(1 day, 7 hours ago)
Lords ChamberMy Lords, there is one aspect of coercion that we have not so far discussed. It was mentioned tangentially by the noble Baroness, Lady Hollins. It is institutional coercion. As somebody who has unfortunately had to bring a loved one into hospital to be treated and discharged on a large number of occasions in recent years, I have become familiar with the process called “clerking”, where an individual is brought into the hospital, the paperwork obviously has to be brought to bear, the healthcare staff have to fill it in and so on.
If this legislation gets on to the statute book, in whatever form, it has to be translated into paper that the health service will have to deliver when a patient is brought into a hospital. We already have the “Do not resuscitate” aspect of an induction, and we will now have to have another set of paperwork. I have seen how it works frequently: the pressure that the staff are under from time to time, and the fact that the people coming and going and dealing with a patient are frequently different and they change at 8 am in the morning and 8 pm in the evening. That paperwork has to be done by an individual, sometimes a relatively junior member of staff, and all these things have to be translated into a box that has to be ticked.
How is that to be done? The actual process that one has to go through, particularly dealing with somebody who is seriously ill, is challenging in itself, and when you have to ask the person, “Do you want me to tick the box that says, ‘Do not resuscitate’?”, that is a big thing to do, and the person needs to be coherent, informed et cetera. We are moving things to a stage well beyond that.
I had the experience of being in a hospice and, while it was not an issue with pain that was the problem, when the consultant comes along and says to your loved one, “Have you considered the D-word?”, that sobers you up. Somebody who was perfect intellectually, who had the ability and the capability, shut down completely and could not cope with, “Have you considered the D-word?”. So, I say to noble Lords, these are emotional things, coercion is a very hard thing to define, but I have to say to the noble Lord, Lord Pannick, that the difference between his scenario and what we are facing is that the state is co-operating, providing the mechanism and delivering the mechanism for a person to end their life. That is the antithesis of what the medical profession and the National Health Service have stood for since its inception.
With regard to how we treat things in this House, when Bills come to us, of course we have a view on whether we are for them or against them. I remember when the Brexit legislation came before this House and I gently remind the noble Baroness, Lady Hayter, that she was not running to try to improve it so that she could get into the Content Lobby. It is the way things are. On an issue such as this, we have to be driven by our conscience, not by our parties or anything else, but let us remember that this will have to be translated into the room where the patient is sitting. What box is a junior nurse or a junior auxiliary going to be asked to tick? What is the question? Who is going to fill it out?
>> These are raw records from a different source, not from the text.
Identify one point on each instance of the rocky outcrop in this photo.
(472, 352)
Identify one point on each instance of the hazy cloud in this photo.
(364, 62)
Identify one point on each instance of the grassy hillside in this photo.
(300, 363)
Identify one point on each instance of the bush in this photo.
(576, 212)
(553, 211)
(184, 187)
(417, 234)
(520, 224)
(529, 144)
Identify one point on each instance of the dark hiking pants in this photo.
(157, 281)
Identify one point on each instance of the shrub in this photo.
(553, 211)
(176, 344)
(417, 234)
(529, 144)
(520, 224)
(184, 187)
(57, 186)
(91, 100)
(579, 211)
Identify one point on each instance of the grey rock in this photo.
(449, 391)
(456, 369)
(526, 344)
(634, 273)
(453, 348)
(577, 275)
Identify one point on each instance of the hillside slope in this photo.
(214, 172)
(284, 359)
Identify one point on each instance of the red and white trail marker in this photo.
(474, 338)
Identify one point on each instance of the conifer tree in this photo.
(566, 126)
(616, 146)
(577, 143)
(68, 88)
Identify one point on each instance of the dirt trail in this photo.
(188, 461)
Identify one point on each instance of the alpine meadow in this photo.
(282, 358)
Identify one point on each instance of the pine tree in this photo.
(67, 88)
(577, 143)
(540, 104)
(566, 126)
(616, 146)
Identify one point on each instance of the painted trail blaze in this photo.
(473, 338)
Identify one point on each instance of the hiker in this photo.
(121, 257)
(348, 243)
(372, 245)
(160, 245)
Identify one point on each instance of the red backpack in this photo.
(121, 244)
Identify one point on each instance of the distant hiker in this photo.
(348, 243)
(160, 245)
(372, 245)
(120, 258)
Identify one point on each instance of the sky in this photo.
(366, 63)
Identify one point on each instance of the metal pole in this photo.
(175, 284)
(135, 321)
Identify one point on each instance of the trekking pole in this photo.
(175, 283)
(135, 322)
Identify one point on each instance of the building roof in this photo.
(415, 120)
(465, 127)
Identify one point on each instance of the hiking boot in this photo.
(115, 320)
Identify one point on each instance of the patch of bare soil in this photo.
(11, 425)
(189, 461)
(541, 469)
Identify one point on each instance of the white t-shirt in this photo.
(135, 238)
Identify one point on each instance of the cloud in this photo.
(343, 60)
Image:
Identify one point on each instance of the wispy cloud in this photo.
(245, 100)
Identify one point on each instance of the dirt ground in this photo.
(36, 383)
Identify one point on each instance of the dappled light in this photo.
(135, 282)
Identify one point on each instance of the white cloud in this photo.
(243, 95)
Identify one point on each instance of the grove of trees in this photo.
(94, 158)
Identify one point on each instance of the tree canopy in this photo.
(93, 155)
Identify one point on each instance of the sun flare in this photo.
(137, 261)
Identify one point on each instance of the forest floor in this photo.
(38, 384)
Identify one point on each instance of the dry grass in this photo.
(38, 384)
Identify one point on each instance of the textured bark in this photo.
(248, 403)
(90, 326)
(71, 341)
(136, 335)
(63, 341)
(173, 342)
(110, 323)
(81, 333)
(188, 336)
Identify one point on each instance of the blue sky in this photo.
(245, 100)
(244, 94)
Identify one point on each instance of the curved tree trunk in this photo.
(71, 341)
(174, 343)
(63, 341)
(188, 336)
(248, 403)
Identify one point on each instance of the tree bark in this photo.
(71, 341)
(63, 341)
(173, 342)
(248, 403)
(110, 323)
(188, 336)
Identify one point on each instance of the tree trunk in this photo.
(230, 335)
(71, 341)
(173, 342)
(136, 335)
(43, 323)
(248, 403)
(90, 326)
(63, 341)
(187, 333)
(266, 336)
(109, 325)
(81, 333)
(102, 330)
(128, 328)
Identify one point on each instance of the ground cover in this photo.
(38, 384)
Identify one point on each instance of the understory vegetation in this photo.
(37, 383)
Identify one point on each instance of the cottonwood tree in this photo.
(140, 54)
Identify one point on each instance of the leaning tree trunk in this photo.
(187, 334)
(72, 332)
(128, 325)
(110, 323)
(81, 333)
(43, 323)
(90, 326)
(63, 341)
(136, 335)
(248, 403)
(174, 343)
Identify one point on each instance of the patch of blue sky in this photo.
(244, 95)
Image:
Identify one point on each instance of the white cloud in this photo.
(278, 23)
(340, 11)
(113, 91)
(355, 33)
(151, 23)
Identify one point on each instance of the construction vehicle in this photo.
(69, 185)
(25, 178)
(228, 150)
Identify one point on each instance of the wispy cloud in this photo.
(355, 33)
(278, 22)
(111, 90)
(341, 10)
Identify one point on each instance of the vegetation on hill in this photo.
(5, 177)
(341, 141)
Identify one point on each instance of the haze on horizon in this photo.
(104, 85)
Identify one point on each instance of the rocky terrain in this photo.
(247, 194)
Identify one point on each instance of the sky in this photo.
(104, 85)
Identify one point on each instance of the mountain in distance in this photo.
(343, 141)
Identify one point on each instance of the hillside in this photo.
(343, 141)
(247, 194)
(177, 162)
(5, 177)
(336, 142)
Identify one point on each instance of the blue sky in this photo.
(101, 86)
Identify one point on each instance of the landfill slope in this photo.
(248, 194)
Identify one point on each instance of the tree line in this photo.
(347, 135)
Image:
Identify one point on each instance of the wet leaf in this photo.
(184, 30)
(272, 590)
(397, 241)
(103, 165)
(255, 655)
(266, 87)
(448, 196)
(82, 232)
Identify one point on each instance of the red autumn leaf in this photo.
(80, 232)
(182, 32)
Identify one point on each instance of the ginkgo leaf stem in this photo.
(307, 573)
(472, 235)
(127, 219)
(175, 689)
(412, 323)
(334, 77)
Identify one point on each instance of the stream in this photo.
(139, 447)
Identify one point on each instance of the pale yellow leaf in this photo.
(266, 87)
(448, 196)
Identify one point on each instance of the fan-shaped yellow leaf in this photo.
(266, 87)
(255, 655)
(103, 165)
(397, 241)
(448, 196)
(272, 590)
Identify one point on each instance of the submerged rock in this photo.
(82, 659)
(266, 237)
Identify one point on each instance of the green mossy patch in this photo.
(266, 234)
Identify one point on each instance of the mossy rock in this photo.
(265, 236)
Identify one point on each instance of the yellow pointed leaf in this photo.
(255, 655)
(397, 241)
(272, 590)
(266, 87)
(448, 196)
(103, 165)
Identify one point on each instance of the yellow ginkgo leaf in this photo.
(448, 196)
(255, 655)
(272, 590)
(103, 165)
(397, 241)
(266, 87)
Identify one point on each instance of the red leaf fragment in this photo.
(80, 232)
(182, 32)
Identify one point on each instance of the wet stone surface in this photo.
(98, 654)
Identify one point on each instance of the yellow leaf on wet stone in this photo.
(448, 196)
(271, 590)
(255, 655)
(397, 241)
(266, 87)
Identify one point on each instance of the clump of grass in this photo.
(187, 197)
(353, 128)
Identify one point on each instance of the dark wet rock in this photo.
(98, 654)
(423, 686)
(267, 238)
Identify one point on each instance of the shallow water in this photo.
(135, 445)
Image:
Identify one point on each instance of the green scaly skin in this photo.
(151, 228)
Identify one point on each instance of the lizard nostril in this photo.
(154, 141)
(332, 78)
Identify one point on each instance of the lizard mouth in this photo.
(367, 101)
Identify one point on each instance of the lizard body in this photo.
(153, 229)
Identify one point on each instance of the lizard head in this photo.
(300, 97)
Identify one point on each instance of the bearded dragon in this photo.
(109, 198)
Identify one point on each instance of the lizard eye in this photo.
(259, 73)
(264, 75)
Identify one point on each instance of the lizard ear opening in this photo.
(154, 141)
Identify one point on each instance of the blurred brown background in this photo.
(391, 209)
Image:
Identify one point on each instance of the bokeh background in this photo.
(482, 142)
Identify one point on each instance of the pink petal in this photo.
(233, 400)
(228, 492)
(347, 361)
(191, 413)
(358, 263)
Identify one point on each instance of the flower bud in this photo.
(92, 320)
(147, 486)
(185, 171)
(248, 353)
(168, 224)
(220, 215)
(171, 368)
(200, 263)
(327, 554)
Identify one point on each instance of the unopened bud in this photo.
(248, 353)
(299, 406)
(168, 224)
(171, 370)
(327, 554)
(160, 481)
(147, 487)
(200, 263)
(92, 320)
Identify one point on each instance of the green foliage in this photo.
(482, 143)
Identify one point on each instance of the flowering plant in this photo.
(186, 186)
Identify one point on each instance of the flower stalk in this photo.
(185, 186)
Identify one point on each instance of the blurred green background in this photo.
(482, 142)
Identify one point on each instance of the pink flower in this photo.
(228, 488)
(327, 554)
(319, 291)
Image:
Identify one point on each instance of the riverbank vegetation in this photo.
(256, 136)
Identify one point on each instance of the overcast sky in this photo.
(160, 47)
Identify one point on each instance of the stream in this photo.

As the noble Lord, Lord Hunt of Kings Heath, said, if we had had a royal commission and a proper government Bill, we could have answered these questions, instead of having to sit here and go through the whole process again. I just ask the noble and learned Lord, Lord Falconer, to bear these things in mind. These are gaps in the system which the staff are going to have to face. There will be shifts coming on and there will be some members of those shifts who will refuse to participate. What kind of chaos is that going to create? These things need to be thought through and they are not thought through.
I just remind the noble Lord, Lord Empey, that of course I did vote for the Brexit legislation and in fact led the Labour Party into the Lobby to support the final agreement on Brexit.